Vitamins are nutrients your body needs for normal function but cannot make in sufficient amounts on its own. They can fall into one of two categories: water-soluble or fat-soluble. Water-soluble vitamins readily dissolve in water, so your body gets rid of any any excess in your urine. Fat-soluble vitamins, on the other hand, require fat for release, absorption, transport and storage within your body. As a fat-soluble vitamin, D3 primarily gets stored in your liver, fat and muscle tissue -- meaning too much can be toxic to your body.
Vitamin D is actually a group of related compounds that behave like hormones. Two types naturally occur in the human diet: D2 and D3. Vitamin D2 primarily occurs in plants, while animal products are the primary sources of D3. You also eat vitamin D2 in fortified foods such as milk and cereals. Adults need around 600 International Units of vitamin D per day, though the RDA changes to 800 IUs a day once you reach age 70. Because vitamin D is fat-soluble, it has a tolerable upper limit, which is 4,000 IUs daily for everyone over age 9.
Your skin naturally makes D3 when exposed to sunlight; however, a number of factors can affect its ability to do so, including smog, sunscreen use, clouds, clothing and window glass. According to University of Maryland Medical Center data, a fair-skinned person needs about 45 minutes of weekly sun exposure for an adequate vitamin D supply, while darker-skinned people may need four times as much time. According to UMMC, you can't overdose on vitamin D from sunlight, and it's difficult to do so from dietary sources -- rather, watch your vitamin D supplement, to ensure you're not taking in too much.

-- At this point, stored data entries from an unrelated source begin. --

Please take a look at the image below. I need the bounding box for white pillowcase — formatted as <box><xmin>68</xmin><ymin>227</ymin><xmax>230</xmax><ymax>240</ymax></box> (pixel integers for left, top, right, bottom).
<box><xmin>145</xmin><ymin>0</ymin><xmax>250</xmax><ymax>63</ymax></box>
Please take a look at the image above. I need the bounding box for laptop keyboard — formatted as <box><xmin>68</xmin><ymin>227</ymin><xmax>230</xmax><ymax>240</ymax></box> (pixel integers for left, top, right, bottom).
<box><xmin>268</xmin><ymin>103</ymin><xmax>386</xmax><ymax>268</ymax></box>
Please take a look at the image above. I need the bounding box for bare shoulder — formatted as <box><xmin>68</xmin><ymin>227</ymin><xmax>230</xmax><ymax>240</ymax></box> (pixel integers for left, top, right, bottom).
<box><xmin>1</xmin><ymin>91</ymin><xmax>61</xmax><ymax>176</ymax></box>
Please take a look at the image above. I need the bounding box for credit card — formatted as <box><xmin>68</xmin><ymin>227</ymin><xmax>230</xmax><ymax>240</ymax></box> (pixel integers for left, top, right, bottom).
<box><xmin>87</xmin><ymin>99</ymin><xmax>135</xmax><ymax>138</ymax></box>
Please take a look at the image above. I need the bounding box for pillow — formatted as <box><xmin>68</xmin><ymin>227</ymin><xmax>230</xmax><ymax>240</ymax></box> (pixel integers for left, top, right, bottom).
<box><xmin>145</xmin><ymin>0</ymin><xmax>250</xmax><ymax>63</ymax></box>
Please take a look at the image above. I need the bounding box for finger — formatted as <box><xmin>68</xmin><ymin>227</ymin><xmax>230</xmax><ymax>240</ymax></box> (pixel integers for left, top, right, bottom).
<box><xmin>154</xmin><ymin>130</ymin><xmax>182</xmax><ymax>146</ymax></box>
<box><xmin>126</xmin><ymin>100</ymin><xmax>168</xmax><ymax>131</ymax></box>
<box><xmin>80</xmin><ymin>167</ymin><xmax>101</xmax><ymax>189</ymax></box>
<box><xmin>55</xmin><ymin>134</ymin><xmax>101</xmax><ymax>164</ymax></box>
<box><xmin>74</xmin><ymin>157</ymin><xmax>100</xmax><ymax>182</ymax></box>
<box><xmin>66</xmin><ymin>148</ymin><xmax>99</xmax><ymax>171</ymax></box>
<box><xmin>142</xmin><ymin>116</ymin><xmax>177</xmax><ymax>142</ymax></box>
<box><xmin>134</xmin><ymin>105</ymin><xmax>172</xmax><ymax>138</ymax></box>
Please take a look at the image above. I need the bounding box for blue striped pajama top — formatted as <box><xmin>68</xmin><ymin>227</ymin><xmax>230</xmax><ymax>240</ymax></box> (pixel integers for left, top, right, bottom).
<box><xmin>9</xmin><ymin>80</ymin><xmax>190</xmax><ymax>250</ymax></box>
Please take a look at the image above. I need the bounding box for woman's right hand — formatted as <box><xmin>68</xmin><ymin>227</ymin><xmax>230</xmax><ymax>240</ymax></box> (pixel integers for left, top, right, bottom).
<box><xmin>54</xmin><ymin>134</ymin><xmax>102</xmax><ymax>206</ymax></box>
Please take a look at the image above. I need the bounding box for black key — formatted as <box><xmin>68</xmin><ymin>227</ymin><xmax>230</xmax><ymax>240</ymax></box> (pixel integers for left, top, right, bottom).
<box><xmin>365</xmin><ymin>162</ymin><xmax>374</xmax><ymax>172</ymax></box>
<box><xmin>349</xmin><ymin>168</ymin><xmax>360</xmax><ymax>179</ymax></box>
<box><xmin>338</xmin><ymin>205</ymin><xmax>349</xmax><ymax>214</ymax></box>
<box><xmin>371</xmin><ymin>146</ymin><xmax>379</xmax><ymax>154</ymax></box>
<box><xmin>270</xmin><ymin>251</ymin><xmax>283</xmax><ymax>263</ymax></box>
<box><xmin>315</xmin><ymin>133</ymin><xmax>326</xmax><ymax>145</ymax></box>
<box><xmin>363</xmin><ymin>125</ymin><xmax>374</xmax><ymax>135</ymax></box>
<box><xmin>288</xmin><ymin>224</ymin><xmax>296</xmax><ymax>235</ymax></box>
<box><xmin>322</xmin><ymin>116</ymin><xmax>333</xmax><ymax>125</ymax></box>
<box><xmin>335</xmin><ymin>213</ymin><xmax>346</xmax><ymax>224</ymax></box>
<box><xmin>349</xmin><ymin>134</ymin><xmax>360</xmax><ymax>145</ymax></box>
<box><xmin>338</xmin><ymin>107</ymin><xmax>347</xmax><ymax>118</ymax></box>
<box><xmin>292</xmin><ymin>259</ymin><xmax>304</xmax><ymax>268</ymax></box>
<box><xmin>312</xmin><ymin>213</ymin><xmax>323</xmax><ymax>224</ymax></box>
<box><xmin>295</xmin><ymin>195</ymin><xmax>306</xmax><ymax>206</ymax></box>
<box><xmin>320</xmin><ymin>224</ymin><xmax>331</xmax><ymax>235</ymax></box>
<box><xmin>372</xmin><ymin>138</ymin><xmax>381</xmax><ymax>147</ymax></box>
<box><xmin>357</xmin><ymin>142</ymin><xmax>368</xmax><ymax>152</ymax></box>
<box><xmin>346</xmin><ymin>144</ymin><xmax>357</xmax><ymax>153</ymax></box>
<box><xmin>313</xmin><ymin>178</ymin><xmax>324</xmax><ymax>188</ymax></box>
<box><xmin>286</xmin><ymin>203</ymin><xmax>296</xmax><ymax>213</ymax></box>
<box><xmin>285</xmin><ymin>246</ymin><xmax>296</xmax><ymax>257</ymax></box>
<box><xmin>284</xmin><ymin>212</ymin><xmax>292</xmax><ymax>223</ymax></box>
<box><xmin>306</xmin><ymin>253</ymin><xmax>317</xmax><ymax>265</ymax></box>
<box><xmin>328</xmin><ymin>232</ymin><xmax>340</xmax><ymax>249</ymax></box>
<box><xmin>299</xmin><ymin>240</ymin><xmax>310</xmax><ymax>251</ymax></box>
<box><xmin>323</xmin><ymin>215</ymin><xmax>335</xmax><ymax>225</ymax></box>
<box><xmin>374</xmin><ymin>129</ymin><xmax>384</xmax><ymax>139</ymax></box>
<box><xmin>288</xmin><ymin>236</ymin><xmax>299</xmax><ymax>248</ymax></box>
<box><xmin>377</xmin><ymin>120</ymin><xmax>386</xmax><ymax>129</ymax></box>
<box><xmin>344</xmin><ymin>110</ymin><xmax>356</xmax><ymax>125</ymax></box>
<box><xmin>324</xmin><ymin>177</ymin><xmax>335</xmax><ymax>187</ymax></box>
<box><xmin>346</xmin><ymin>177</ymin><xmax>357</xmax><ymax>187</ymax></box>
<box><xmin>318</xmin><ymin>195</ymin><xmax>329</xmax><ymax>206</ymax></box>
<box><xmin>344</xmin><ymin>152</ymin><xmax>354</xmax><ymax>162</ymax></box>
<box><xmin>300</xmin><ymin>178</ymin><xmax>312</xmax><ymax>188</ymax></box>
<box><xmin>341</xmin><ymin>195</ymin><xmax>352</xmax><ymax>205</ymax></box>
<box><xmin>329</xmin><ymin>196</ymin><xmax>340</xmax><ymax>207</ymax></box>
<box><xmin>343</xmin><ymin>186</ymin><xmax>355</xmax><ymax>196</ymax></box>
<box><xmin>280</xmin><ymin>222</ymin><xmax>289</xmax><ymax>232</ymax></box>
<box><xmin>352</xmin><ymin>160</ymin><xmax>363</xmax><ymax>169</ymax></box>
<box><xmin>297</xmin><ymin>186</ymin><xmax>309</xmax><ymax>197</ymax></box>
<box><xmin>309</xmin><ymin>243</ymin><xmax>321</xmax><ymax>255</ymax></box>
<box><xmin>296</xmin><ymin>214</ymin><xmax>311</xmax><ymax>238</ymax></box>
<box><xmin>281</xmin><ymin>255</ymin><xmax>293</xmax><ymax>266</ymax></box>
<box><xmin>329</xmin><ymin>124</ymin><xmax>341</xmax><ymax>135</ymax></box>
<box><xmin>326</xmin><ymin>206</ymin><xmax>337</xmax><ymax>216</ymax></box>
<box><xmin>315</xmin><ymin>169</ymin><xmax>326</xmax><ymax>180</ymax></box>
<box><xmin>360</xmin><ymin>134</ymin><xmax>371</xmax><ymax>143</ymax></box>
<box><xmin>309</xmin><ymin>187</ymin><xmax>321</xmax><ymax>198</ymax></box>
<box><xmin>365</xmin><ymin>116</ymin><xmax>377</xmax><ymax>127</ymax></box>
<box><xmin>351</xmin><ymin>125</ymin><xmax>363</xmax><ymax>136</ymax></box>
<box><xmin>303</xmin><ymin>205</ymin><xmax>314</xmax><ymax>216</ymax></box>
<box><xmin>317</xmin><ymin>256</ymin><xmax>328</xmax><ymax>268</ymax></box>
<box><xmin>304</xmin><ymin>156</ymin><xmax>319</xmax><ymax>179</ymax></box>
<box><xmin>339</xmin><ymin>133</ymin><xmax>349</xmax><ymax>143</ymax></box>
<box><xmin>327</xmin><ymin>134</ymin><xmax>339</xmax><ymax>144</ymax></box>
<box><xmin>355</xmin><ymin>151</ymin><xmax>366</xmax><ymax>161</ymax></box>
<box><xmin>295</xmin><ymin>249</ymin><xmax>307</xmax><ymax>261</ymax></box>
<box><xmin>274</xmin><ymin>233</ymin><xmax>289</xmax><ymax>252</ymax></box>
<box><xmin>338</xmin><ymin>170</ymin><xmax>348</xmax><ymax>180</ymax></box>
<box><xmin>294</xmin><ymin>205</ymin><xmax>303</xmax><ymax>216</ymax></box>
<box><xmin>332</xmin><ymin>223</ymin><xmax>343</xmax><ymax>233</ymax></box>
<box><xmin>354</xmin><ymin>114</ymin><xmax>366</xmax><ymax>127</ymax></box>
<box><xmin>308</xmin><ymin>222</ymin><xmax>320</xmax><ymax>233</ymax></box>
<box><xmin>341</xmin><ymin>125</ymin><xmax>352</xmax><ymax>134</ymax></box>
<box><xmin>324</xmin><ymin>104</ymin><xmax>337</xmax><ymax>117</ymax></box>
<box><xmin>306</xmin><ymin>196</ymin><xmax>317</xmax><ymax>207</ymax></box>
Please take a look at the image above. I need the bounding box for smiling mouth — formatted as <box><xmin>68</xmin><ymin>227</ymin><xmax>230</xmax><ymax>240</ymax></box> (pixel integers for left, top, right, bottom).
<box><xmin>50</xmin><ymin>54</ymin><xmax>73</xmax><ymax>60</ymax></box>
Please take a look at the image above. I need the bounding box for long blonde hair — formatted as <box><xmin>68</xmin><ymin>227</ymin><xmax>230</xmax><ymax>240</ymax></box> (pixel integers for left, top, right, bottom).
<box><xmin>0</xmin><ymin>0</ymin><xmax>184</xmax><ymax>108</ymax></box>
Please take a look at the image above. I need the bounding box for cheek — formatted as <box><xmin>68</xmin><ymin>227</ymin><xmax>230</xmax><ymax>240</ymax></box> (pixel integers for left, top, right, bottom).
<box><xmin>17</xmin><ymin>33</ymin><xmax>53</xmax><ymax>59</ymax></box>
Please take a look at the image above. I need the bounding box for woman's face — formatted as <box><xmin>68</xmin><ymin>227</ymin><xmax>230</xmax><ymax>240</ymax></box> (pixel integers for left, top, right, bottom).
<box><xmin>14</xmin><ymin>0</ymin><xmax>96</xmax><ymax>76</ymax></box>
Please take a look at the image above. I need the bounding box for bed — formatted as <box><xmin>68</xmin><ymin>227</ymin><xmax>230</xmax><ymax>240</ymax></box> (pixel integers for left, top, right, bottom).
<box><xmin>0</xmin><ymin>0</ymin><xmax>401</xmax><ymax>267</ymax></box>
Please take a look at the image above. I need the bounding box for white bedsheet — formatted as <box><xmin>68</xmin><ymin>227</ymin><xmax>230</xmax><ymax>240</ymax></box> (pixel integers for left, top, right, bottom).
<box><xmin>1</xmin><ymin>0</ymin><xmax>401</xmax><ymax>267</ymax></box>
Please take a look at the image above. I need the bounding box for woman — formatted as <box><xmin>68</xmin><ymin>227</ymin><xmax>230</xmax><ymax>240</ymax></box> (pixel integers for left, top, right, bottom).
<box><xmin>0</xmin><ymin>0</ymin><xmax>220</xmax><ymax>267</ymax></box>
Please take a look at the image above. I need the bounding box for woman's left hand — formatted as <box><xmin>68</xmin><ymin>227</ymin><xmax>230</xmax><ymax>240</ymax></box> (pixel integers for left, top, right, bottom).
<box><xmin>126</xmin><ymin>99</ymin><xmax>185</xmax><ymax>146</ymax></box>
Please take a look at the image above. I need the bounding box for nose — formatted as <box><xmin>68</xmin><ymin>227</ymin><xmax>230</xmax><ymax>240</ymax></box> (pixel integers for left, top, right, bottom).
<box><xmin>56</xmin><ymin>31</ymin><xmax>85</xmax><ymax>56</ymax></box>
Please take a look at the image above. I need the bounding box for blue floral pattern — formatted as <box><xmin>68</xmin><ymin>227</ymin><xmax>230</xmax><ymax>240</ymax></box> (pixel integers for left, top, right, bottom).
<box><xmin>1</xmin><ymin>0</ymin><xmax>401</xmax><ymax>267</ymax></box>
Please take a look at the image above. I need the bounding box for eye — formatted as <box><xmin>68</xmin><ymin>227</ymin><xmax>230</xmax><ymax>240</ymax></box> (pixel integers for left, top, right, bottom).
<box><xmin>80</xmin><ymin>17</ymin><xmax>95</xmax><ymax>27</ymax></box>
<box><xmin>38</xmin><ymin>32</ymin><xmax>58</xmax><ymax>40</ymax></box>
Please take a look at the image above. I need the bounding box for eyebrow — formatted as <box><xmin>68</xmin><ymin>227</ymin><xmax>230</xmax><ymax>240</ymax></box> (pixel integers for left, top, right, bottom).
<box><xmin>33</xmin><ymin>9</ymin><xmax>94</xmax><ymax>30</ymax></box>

Vitamin D helps regulate the blood levels of calcium and phosphorus within your body. Phosphorus helps with energy production and joins with calcium to give structure to your bones, making vitamin D important both to build and maintain bone strength. Vitamin D also helps regulate your immune system, which is your body's disease-fighting machinery.
According to University of Maryland Medical Center, supplying your body with enough D3 can help prevent potentially serious health conditions, such as bone loss, falls in seniors, high blood pressure, diabetes, heart disease, obesity, multiple sclerosis and certain types of cancer. However, because excess vitamin D gets stored in your body's fatty tissues, you should pay attention to nutrition labels, particularly if you're supplementing. Excessive doses of vitamin D can lead to appetite loss, vomiting, diarrhea, weakness and mental changes, says the University of Maryland Medical Center.